The wanted putschist Hermann Ehrhardt went into hiding in Munich in 1920 with the help of the Bavarian police and government and founded the “Organization Consul” (O.C.). The O.C. was a secret organization in two respects: As a paramilitary Free Corps, it was financed by the Reichswehr and partly by the Foreign Office in order to undermine the disarmament provisions of the Treaty of Versailles. As a rallying point for “determined national-minded men” to “combat everything anti- and international, Judaism, social democracy and radical left-wing parties” (O.C. statutes), it also formed a reservoir of political murderers to eliminate leading figures of the Weimar Republic.
In the summer of 1921, Ehrhardt and Adolf Hitler agreed on the military training of a ‘Saalschutz’ (Hall Guard) for the Nazi Party, which was also to be available for Ehrhardt's actions. This was the foundation on which the “Gymnastics and Sports Department of the Nazi Party”, soon to be called the Storm Battalion (SA), was founded on August 3, 1921 under the leadership of O.C. officer Hans-Ulrich Klintzsch and which was expanded up to May 1923.
Two weeks after the SA was founded, O.C. members murdered the former Reich Finance Minister Matthias Erzberger. The perpetrators were able to flee to Hungary. Investigators in Baden uncovered the organizational structure of the O.C. – including the Munich cover address “Bavarian Wood Processing Company”, located at Trautenwolfstraße 8. Despite support for the O.C. from the Bavarian police and politicians such as Georg Heim, members of the Munich leadership were arrested. Public prosecutors from Offenburg brought charges of murder and forming a secret society.
The O.C. quickly reorganized itself. It founded the legal “New German League”.

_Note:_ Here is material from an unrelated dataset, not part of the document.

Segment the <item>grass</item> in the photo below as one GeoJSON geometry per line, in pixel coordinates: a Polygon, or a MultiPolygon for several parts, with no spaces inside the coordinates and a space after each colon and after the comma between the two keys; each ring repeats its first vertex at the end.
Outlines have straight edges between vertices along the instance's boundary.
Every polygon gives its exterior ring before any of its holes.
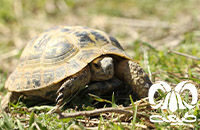
{"type": "MultiPolygon", "coordinates": [[[[200,61],[192,60],[174,53],[169,53],[169,49],[186,53],[196,57],[200,57],[200,32],[198,25],[199,18],[199,0],[1,0],[0,1],[0,59],[2,55],[7,58],[0,60],[0,96],[4,96],[6,90],[4,83],[8,75],[16,67],[22,49],[35,35],[46,30],[49,27],[67,24],[67,25],[84,25],[104,30],[115,36],[126,52],[129,53],[146,72],[152,75],[152,81],[166,81],[171,86],[176,86],[179,82],[190,80],[196,83],[199,90],[200,83],[200,61]],[[135,26],[125,26],[123,24],[112,21],[115,17],[117,22],[122,21],[121,18],[139,19],[145,21],[164,21],[169,23],[169,28],[160,26],[151,28],[138,28],[135,26]],[[185,28],[184,21],[191,19],[193,22],[188,24],[194,25],[194,29],[175,35],[172,40],[181,37],[177,45],[170,44],[171,40],[164,43],[160,40],[173,36],[174,31],[185,28]],[[181,25],[178,28],[172,25],[181,25]],[[10,53],[17,50],[17,55],[10,53]],[[147,62],[148,61],[148,62],[147,62]],[[148,64],[147,64],[148,63],[148,64]],[[150,68],[150,70],[148,69],[150,68]]],[[[131,22],[133,24],[133,22],[131,22]]],[[[129,95],[128,95],[129,96],[129,95]]],[[[162,95],[165,96],[165,95],[162,95]]],[[[103,107],[120,107],[117,99],[113,95],[109,100],[99,97],[86,98],[86,104],[82,106],[67,108],[67,112],[78,110],[93,110],[96,104],[105,103],[103,107]],[[95,102],[94,102],[95,101],[95,102]],[[95,104],[95,105],[94,105],[95,104]]],[[[189,100],[188,96],[184,97],[185,101],[189,100]]],[[[132,99],[132,98],[130,98],[132,99]]],[[[75,98],[72,103],[79,102],[79,98],[75,98]]],[[[129,100],[129,97],[128,99],[129,100]]],[[[128,101],[134,104],[133,101],[128,101]]],[[[192,110],[178,110],[174,113],[177,117],[182,117],[186,112],[193,113],[197,118],[200,117],[199,103],[192,110]]],[[[134,105],[133,105],[134,106],[134,105]]],[[[140,129],[139,125],[147,125],[149,119],[139,118],[136,111],[132,118],[128,121],[121,121],[117,114],[111,116],[100,115],[95,118],[76,117],[67,119],[58,119],[57,114],[47,115],[50,110],[49,106],[26,107],[25,104],[19,102],[12,104],[10,113],[0,113],[0,129],[140,129]],[[96,119],[96,120],[92,120],[96,119]],[[114,119],[118,119],[116,122],[114,119]],[[81,120],[93,121],[92,123],[82,122],[81,120]],[[88,125],[88,126],[87,126],[88,125]]],[[[151,110],[149,108],[141,108],[139,105],[134,106],[131,110],[142,110],[147,116],[152,114],[160,114],[164,117],[168,116],[168,110],[151,110]]],[[[199,122],[190,123],[188,125],[172,126],[169,123],[155,123],[148,125],[149,128],[155,129],[188,129],[191,126],[199,129],[199,122]]]]}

Further assassination attempts by the O.C. on Philipp Scheidemann and Walther Rathenau led to the Republic Protection Act in July 1922 and the banning of the O.C. One day after the SA's failed attack on the May Day rally in Munich in 1923, Ehrhardt founded the “Viking League” as a replacement for the O.C., with its editorial office in the Ringhotel at Sendlinger Torplatz 1. Arms suppliers' offices were still operating at this location as successors to the citizens’ militias in Bavaria.